Sunday 14 August 2016

Correction

Words, giving vision,
like lenses for myopia
      -- Dad,
without whom life is
a blur, in his writing.

Thursday 11 August 2016

Untitled

Look, two hands
Whose twists wring out the cloth
And the bucket
Bucket full of black water
Like a closed piano.

The surface jumps and scowls
Like when a dead heart
Drops in blood
Like the moon upon
Sleepless rooms.

It spills and rolls,
Turns -- a head, there it is,
Shrunken, white,
Eyes blank, teeth looking out.
Standing I survey it.

Idea that'd agitated to clot:
A collage of feelings and events
Wherefore
A plaintive tune floats in time
From depths of the keyboard.

Tuesday 9 August 2016

Theatre review: Duets



The Stain, a three-women art troupe, certainly had on its mind expressions by two artistes in the creation of Duets. Conjugation, or the notion of it, is rife in Maude Davey's eight-member cast staging, although the raunchy production turns out to be a poignant portrait of the joys and pain of human intimacy.

Held together by a palette of ballads and abstract dance, for an absent plot, the work reminds us that behind a world saturated by preoccupations with sex is ultimately a desire for connection.

After a bitter break-up, (in a stirring group performance of Gotye's Somebody That I Used To Know), a woman (Francesca Sculli) calls her lover (Jo Franklin), and attempts at reconciliation under apparent talk of rolling-pins and Crisco and nakedness.

A wildly distracted woman (exceptional Sarah Ward), her head in a television-box that she changes channels again and again, further fills the space with songs of longing and of loss.
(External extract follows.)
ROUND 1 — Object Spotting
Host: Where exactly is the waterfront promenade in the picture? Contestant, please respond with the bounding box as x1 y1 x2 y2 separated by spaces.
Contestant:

Despite achieving orgasm with inanimate objects she goes on to seek closeness with the audience in a gesture that suggests perhaps the inadequacy of physical gratification.

There is a powerful message inside what first appears to be a sleazy framework (replete with bananas and apples and fake penises) made more potent by Herbz's dim and hazy set design -- enveloped in murky sheets of plastic, so that one feels as if they are looking through half-closed eyes -- and a soundscape in which Gen Bernstein's guitar and Genevieve Fry's harp strum heart-strings as achingly as they do the airwaves. The lighting is noteworthy, too, creating pulse and motion, like electricity shaking up your nerves.

It is The Huxley's final rendition, however, that cuts most keenly. Joined from wearing separate costumes attached by a long, red fabric at each other's chest, Will and Garrett Huxley show and sing of how love is a beautiful condition that comes with the inherent risk of being hurt by actions of the conjoined party.

Still, Duets ends (as it begins; in fact, is interwoven) with a sense of hope through Paula Russell whose graceful ballerina movements, accompanying a choice musical number, leaves you satisfied, with feelings of promise.

An enjoyable afternoon that combines mind and body, science and art, emotions and flesh.